How will the physical AI evolve being exposed to data from various sensors and radio signals? This is the main underlying theme to be explored within this postdoctoral position.
The appointed researcher will investigate how AI embedded in physical entities, such as robots, vehicles, or sensors, forms internal representations of space, time, and motion when interacting in complex non-stationary environments. The objective is to study and develop models for physical AI systems that learn and adapt through continuous exposure to multimodal sensory and radio data, and acts upon real-world environment through distributed coordination and control. Emphasis will be placed on how real-world communication constraints influence learning and perception, particularly in wireless and networked settings.
Specifically, the research will explore how 6G wireless networks, ubiquitous WiFi, and satellite channels can support robust perception and inference for distributed AI systems, and how delays, interference, and signal imperfections affect cognitive performance.

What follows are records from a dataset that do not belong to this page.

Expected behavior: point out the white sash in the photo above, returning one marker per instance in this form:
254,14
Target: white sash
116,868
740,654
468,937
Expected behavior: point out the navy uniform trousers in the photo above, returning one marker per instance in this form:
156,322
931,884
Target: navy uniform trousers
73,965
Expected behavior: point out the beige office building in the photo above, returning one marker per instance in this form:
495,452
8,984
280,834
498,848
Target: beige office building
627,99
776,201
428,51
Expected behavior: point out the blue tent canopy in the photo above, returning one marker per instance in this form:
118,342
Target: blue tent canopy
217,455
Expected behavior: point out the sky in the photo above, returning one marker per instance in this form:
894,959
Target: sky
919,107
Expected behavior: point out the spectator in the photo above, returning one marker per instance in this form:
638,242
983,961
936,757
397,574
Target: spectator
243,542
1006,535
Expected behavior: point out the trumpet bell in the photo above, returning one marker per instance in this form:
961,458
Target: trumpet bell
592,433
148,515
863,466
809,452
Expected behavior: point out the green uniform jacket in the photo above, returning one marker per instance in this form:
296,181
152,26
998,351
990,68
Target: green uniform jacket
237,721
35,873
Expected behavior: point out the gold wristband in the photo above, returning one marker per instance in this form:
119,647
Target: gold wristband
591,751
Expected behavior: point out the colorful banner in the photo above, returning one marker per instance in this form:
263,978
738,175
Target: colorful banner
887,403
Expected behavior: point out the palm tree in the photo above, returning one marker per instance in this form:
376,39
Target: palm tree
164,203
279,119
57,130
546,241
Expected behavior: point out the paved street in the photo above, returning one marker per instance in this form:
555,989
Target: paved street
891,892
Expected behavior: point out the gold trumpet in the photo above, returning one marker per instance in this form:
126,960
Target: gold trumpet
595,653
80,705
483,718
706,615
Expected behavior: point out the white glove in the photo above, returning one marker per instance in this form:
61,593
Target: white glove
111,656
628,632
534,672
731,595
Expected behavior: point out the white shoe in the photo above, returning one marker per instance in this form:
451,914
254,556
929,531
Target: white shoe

The candidate will design models and algorithms for learning and decision-making under uncertainty, optimized for real-time operation on heterogeneous physical devices. Finally, the position will address how communication and computation co-design enables scalable interaction among networked AIs, paving the way toward embodied intelligence in large-scale physical systems.
Prospective applicants for this postdoctoral should have the following qualifications:
Appointment as postdoc requires academic qualifications at PhD level.